Sera from 300 donors were first analyzed in HAI assays by using 2 viruses: X179A vaccine strain and RG-wt. HAI-Ab-ID targeting an egg-adapted epitope (R223-Ab-ID) was defined by ≥4-fold reductions in HAI-Ab titers against RG-wt (Q223) as compared with X179A (Q223R). Donors without R223-Ab-ID (n = 260) were investigated in HAI assays with RG-wt, RG-K163Q, RG-127G, and RG-130D. Epitope-specific HAI-Ab-IDs were defined by ≥4-fold reductions of HAI-Ab titers against RG mutants as compared with RG-wt, which indicated that ≥75% HAI-Abs targeted a single epitope. Four types of HAI-Ab-IDs—which targeted the epitopes possessing K163 (K163-Ab-ID), D127 + N129 + K130 (D127/N129/K130-Ab-ID), K130 (K130-Ab-ID), or D127 + N129 (D127/N129-Ab-IDs)—were observed in 27% (71/260) of prevaccination sera (pre-sera) and 40% (105/260) of postvaccination sera (post-sera) of >50% (131/260) of donors (Figure 1, Supplementary Table 1).
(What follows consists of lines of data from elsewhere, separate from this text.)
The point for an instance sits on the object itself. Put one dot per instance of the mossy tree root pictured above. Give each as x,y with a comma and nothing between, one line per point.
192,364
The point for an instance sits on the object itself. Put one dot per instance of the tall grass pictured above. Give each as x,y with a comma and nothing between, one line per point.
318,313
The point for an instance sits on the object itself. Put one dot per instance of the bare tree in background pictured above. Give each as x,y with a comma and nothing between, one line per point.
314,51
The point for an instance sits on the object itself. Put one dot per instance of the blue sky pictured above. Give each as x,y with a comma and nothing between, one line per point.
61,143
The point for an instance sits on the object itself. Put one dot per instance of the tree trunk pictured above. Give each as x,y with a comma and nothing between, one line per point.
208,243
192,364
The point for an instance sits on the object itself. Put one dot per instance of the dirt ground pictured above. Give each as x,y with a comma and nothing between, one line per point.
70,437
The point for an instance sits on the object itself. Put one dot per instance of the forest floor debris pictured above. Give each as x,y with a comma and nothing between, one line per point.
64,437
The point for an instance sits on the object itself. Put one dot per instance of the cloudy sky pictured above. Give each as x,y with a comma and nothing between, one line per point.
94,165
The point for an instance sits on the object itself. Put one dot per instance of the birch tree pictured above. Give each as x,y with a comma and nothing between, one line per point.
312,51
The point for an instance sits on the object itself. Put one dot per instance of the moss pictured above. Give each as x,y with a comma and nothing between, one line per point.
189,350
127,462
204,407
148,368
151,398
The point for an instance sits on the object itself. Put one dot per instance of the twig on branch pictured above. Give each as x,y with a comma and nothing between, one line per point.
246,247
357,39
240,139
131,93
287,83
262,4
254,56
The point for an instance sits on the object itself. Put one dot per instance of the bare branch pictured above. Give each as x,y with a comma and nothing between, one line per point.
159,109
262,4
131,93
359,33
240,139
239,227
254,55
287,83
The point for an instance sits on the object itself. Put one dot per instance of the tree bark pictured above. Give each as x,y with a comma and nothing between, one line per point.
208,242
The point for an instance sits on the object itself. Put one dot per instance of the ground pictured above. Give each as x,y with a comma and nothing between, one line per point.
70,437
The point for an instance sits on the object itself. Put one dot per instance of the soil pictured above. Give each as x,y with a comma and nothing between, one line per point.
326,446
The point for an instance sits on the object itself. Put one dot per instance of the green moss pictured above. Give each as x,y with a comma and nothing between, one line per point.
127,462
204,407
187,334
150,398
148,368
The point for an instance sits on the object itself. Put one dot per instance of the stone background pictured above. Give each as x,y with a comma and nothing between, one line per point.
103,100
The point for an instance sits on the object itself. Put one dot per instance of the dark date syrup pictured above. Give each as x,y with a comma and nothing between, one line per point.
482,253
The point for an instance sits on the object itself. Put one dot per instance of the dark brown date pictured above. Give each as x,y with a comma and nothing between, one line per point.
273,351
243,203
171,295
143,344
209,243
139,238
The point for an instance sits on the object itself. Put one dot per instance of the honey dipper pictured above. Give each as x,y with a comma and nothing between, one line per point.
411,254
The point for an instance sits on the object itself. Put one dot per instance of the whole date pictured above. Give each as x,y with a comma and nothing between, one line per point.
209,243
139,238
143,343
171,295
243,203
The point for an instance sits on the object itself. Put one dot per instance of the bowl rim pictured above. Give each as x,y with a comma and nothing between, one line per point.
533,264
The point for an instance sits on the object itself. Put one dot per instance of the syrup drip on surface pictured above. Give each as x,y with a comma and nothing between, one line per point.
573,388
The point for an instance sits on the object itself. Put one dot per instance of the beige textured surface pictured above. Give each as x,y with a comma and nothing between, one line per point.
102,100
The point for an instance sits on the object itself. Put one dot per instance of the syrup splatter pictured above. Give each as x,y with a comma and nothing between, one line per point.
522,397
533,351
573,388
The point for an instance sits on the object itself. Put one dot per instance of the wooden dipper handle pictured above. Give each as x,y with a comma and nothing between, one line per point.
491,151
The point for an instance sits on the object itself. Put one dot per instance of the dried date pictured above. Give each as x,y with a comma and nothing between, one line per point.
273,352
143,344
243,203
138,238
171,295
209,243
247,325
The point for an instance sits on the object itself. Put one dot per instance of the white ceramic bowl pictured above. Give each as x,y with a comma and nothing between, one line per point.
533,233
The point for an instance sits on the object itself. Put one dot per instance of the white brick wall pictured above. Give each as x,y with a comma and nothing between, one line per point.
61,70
These data indicated that HAI-Ab-IDs are common phenomena in adults before and after immunization with influenza vaccines containing CA/09 as the H1 component between 2010 and 2016.
Figure 1
Epitope- and age-specific HAI-Ab-IDs. Prevaccination sera (pre-sera) and postvaccination sera (post-sera) were collected from adults (n = 260) immunized with CA/09-like vaccine during 2010 to 2016. The sera were tested in HAI assays with RG-wt, RG-K163Q, RG-130D, and RG-127G viruses. A, Proportions and birth year distribution of 4 types of epitope- and age-specific HAI-Ab-IDs in pre- and post-sera. K163-Ab-IDs were present in middle-aged adults born between 1961 and 1983 [, , ]. D127/N129/K130-Ab-IDs were present in adults born between 1967 and 1993 []. D127/N129-Ab-ID was observed in young adults born between 1980 and 1998. While K130-Ab-IDs were seen in various ages of adults. B, CA/09 HA1 monomer 3-dimensional structure. Abbreviations: HAI-Ab-ID, hemagglutination inhibition antibody immunodominance; RG, reverse genetics; wt, wild type.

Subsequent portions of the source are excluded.